We've tried a couple approaches to endmember selection from imagery, notably #146. Efforts thus far have employed "geometric" approaches, which treat spectra as vectors in some high-dimensional space, and the endmembers are selected from the set of available points, such that affine combinations of the chosen spectra have a gamut which has good descriptive power for the remaining spectra. This methodology requires that the spectra we're interested in have "pure pixels" in the image, which is hard to guarantee in many cases.

Another approach is to attempt to infer endmembers that most succinctly represent the content of the image. That is, which M spectra would have affine combinations that can express the observed pixel spectra? We would have no need for pure pixels in this case.

The approach that I'd like to employ is described by Dobigeon, et al.. This employs a hierarchical Bayesian model to represent the joint distribution of both source signals (the endmembers) and the abundances as captured by the weights on a constrained (non-negative, sum-to-one) linear mixture model.

The implementation uses a Gibbs sampler (MCMC method) to generate a chain of plausible spectra and abundance maps, which can be averaged to obtain an estimate of the hidden endmembers.

References:

Dobigeon, N., Moussaoui, S., Tourneret, J. Y., & Carteret, C. (2009). Bayesian separation of spectral sources under non-negativity and full additivity constraints. Signal Processing, 89(12), 2657-2669.

Moussaoui, S., Brie, D., Mohammad-Djafari, A., & Carteret, C. (2006). Separation of non-negative mixture of non-negative sources using a Bayesian approach and MCMC sampling. IEEE transactions on signal processing, 54(11), 4133-4145.

The mechanism of using blind source separation to extract information from a scene is promising at a conceptual level. It should be possible to get some kind of maximum likelihood estimate of a set of signals that decomposes the pixel spectra of a scene. However, that problem description is somewhat fraught.. The key insight is that BSS is a dimension reduction problem combined with a parametrization of the resulting subspace. The dimension reduction is the easy part. Finding a meaningful set of spanning columns for the subspace is the hard part.

(There are any number of ways that one could seek to optimize the columns discovered, and it's not entirely clear how to shoe-horn the Bayesian BSS method into that rubric—or even if BBSS fits the criteria of linear subspace estimation.)

The crux of the issue is is to determine a criteria for how to establish the subspace basis. The pure pixel search methods (RSPA, NFINDR, etc) use a selection criteria that is basically geometric: if abundances are affine weights, then the extreme points should sit on the convex hull of the sampled pixel spectra so that the gamut of the chosen endmembers contains as many of the sampled pixel spectra as possible. Each added endmember should strive to best capture the variation remaining after accounting for the already-discovered endmembers.

In the case of BSS, there should be some scheme for discovering endmembers not present in the sample, but the criteria for which basis to choose is ultimately not clear, as it is contained in a quite complex mathematical framework.
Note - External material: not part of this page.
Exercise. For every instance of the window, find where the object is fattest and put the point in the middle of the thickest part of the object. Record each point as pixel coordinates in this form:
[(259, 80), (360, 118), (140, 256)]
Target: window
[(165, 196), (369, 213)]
But BBSS claims to have a mechanism that discovers underlying structure, picking out meaningful and separated signals. This process was constrained to find non-negative endmembers and non-negative, partition-of-unity abundance weights.

I tested the function of the algorithm by Dobigeon, et al. with the simplest test case we had ready access to: the Deepwater Horizon (DWH) oil spill. By homing in on an area of only oil and water, and searching for 2 endmembers, we should have found an oil signal and a water signal. However, my tests over this area produced a signal for water and a signal for oily water:

That is, we did not discover a signal for oil, which would have been similar to

This concludes our interest in this Bayesian blind source separation algorithm, as it fails to produce the signals we were hoping for. This may not be our last foray into blind source separation, but we will need to find a more innovative approach to the problem if we are to return.